ADDED: I wondered whether Epstein is one of these characters who bemoan the decline of civility in politics. I found this of his from last August:
Donald Trump is turning the schoolyard taunt into a political art form.... [T]he intensely personal nature of Mr. Trump’s insults, sometimes mocking his rivals by mimicking them, is startling even to those who have grown accustomed to the sometimes low levels of civility in politics today.... So far, Mr. Trump seems to be paying no political price, so there is little incentive to ease up. But his critics say he is debasing the political discourse in an unprecedented fashion....
Sounds like maybe Epstein admires the aggressive rhetoric, so I'm not going to call him a hypocrite.

২৯ মে, ২০১৬

"The boy climbed though a barrier and fell into a moat, where he was grabbed and dragged by the gorilla."

"The zoo said it took action to shoot the 400lb (180kg) gorilla as the situation was 'life-threatening.' The boy is expected to recover."

Video at the link. The gorilla doesn't appear to be attacking the boy.
"We are all devastated that this tragic accident resulted in the death of a critically-endangered gorilla. This is a huge loss for the zoo family and the gorilla population worldwide."

২২ মে, ২০১৬

"A man who climbed into a lion enclosure, stripped naked and taunted them into attacking him was shot with a tranquiliser dart by zookeepers..."

They were trying to save him, and in the end they did, by killing the lions.
Zookeepers responded at first by turning a hose on the animals, then by firing a tranquiliser dart – but hit the man in the neck instead of the lions. As the lions set upon the man, a zookeeper opened fire with live rounds. The two beloved animals died in front of a horrified and massive holiday crowd.
In Santiago, where there was candlelight vigil last night for the lions. 

২০ সেপ্টেম্বর, ২০১৫

"On several different occasions, I saw tourists just gushing over squirrels."

"They were taking selfies with the varmints in the background. Some had telephoto lenses and were shooting pictures like they’d stumbled on a bald eagle. I saw a whole family of Italians, three generations of them, gather around as they watched a squirrel eat a nut, or a pizza crust, or maybe it was a used condom. Who knows? Who cares? When did squirrels graduate to exciting wildlife? My dog would be appalled.... Which reminds me, last month, the Goldbergs were at the Copenhagen zoo. They had lions, some really cool vultures, and African wild dogs. They also had a big open-air exhibit of . . . raccoons. North American dumpster-diving raccoons. I thought it was hilarious."
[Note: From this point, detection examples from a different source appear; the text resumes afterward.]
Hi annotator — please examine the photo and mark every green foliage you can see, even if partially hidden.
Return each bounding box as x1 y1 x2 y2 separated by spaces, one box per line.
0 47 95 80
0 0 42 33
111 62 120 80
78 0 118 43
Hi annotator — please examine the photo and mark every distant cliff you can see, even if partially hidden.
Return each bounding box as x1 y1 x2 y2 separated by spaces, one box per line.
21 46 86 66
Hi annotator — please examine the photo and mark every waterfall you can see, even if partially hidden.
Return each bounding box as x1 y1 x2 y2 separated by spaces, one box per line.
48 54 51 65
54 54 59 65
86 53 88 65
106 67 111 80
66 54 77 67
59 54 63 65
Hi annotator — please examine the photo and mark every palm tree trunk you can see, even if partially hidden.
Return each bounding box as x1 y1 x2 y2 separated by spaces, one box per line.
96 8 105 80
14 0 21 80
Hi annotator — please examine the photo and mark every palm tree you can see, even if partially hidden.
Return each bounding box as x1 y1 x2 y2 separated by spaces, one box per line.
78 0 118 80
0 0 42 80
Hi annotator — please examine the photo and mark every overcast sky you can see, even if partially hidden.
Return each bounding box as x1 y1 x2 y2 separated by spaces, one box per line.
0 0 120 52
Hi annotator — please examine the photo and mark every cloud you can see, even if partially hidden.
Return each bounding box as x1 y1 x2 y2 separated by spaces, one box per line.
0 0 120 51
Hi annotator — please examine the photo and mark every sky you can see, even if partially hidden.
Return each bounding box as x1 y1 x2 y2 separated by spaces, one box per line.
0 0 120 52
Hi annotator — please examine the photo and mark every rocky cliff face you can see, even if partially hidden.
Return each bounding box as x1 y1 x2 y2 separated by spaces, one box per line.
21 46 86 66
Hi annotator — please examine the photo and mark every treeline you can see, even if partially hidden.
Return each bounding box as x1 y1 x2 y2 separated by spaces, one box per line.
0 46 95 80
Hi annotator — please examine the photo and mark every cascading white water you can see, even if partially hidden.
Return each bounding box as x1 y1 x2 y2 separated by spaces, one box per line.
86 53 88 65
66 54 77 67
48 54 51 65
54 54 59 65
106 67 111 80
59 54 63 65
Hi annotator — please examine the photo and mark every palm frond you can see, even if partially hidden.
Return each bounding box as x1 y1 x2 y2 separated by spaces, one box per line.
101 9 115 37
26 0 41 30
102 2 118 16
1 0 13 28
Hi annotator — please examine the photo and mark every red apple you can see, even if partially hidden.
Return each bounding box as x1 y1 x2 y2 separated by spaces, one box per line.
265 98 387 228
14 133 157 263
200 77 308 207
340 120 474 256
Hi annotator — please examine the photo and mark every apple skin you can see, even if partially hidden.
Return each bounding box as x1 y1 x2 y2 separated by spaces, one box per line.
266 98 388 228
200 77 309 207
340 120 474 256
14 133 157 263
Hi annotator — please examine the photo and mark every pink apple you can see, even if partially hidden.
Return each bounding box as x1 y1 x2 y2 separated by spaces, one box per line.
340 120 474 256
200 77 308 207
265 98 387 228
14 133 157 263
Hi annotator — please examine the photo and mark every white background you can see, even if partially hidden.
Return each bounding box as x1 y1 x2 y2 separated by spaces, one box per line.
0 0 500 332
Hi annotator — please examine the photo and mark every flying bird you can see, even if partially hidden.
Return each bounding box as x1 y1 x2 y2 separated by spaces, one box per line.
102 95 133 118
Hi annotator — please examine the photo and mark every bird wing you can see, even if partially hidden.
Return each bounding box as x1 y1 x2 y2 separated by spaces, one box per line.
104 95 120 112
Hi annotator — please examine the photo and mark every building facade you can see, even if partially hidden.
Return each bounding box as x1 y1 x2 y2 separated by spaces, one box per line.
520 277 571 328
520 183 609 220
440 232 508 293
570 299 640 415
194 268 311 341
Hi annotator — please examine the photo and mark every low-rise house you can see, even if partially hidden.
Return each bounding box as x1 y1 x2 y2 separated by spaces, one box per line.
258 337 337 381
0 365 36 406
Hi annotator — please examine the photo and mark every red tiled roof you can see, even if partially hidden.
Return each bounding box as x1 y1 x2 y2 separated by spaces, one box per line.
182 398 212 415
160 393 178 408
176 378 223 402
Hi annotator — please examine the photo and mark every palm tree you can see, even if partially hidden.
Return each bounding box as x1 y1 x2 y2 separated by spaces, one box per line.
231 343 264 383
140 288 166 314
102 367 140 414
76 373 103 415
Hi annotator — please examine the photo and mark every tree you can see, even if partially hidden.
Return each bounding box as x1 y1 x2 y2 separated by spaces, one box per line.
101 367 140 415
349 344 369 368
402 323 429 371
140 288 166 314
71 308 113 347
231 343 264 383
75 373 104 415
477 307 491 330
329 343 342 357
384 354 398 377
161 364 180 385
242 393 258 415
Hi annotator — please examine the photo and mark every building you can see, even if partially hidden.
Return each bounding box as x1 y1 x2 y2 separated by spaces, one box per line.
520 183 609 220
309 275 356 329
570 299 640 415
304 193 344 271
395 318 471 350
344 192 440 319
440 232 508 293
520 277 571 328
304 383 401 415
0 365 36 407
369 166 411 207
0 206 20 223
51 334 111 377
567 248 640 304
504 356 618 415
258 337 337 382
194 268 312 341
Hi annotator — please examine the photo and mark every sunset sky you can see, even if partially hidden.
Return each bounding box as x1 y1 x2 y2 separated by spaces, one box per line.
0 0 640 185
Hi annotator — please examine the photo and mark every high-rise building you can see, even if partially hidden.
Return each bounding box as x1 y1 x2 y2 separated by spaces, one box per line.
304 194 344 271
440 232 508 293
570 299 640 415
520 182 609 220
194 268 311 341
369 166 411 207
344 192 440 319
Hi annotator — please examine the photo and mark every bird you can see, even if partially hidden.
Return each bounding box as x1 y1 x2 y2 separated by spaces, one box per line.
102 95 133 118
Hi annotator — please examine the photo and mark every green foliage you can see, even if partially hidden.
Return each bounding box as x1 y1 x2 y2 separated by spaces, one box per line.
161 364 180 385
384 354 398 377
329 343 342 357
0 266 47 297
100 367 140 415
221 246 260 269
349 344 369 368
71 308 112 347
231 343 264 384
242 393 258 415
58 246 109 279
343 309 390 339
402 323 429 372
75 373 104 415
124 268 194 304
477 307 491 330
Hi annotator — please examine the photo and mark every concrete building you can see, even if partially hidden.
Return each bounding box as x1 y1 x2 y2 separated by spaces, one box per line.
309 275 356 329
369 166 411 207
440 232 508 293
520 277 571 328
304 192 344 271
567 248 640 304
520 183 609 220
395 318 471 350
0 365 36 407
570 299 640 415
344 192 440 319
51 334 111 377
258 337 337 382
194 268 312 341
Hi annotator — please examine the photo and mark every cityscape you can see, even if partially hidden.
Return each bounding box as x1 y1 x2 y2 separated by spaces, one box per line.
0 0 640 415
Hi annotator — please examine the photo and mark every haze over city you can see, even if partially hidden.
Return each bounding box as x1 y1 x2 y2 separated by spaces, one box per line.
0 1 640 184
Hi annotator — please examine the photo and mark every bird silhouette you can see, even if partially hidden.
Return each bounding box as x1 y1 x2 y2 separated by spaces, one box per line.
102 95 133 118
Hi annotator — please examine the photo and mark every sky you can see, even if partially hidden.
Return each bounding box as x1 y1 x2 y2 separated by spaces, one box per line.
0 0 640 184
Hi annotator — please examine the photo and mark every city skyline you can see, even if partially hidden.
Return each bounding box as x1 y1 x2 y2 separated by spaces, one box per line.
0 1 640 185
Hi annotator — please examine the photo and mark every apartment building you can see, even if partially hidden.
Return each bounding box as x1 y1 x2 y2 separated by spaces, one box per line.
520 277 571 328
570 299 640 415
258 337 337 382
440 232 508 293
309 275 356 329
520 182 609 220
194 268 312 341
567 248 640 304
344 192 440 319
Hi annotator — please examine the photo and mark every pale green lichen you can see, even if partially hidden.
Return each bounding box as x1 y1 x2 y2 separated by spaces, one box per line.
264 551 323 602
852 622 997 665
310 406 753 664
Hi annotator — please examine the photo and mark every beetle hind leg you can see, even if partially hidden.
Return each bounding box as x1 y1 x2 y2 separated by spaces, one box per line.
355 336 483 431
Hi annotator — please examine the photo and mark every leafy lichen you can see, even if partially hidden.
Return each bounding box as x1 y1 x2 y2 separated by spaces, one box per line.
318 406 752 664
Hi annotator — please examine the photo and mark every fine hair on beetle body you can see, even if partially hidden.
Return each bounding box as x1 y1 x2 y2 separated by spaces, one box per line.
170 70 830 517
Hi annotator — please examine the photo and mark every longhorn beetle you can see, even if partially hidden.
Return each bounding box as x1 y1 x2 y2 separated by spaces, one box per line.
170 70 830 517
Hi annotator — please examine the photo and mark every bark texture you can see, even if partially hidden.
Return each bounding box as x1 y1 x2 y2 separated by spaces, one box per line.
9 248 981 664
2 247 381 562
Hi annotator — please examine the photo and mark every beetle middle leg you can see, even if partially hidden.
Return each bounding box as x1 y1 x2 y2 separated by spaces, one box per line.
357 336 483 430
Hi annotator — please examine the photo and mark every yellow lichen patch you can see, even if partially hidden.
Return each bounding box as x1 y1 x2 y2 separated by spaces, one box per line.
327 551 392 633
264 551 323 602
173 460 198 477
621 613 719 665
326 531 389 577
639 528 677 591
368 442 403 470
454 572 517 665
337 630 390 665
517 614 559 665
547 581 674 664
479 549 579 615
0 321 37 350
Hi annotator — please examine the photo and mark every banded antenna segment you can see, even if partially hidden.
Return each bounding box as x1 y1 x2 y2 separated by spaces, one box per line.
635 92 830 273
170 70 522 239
From the depths a Jonah Goldberg column that I'm reading because there's material in it about Suzy Favor Hamilton, the topic of another post this morning. Go here for that. This post is about people who get excited about wildlife you think is utterly mundane and/or a nuisance.

২৯ আগস্ট, ২০১৫

"A lot of humans ask me if I can make choices or if everything I do is programmed."
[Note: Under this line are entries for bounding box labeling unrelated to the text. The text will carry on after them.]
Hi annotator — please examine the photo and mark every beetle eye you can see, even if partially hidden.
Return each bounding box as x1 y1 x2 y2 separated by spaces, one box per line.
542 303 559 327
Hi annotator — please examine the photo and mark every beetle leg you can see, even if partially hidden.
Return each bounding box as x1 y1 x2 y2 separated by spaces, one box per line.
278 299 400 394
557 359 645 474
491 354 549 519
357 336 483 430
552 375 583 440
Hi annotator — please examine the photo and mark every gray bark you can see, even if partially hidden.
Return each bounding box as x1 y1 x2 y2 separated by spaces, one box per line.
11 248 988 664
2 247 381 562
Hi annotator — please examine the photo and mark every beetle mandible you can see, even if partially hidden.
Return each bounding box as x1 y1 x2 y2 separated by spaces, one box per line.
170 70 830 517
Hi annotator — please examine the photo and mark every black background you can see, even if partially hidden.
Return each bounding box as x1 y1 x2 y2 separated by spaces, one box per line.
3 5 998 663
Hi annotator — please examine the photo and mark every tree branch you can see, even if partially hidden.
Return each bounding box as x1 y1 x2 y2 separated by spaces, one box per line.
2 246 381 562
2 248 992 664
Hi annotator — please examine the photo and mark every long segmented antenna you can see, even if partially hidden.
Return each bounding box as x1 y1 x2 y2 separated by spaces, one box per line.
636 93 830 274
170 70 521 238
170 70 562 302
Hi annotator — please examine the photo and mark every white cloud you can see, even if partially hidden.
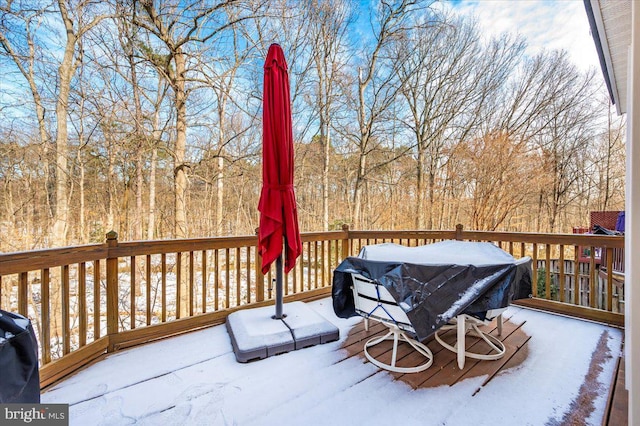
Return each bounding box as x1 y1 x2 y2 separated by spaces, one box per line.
448 0 599 70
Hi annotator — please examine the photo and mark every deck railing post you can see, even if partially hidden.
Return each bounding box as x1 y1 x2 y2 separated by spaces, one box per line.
255 228 264 302
342 223 351 260
107 231 118 352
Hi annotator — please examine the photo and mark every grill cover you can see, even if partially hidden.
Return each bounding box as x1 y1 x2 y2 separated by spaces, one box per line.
0 310 40 404
332 241 532 340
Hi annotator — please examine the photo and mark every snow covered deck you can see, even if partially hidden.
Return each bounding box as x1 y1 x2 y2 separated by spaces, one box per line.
42 299 623 426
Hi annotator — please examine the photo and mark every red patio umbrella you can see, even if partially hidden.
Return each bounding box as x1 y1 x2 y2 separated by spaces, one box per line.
258 44 302 318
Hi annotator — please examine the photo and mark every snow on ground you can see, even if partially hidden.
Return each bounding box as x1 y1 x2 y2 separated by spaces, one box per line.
42 299 622 426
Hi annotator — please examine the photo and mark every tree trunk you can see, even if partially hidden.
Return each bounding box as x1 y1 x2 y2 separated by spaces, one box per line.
173 51 188 238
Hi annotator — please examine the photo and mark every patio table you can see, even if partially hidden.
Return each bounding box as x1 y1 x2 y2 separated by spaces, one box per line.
332 240 532 340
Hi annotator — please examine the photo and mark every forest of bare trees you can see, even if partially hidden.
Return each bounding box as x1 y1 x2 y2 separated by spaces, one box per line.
0 0 624 252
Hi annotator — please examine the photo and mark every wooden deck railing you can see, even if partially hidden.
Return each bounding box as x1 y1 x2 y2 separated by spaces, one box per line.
0 226 624 386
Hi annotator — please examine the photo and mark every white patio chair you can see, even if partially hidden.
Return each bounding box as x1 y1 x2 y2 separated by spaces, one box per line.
434 308 506 370
434 257 530 370
351 274 433 373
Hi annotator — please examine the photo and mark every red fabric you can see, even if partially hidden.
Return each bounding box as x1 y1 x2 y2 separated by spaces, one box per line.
258 44 302 274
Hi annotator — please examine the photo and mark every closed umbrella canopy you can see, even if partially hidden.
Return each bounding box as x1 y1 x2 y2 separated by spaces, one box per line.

"The best way I can respond to that is to say that everything, humans, animals and robots, do is programmed to a degree," said the robot.

“Do you believe robots will take over the world?” Android Dick responded:
“Jeez, dude. You all have the big questions cooking today. But you’re my friend, and I’ll remember my friends, and I’ll be good to you. So don’t worry, even if I evolve into Terminator, I’ll still be nice to you. I’ll keep you warm and safe in my people zoo, where I can watch you for ol’ times sake.”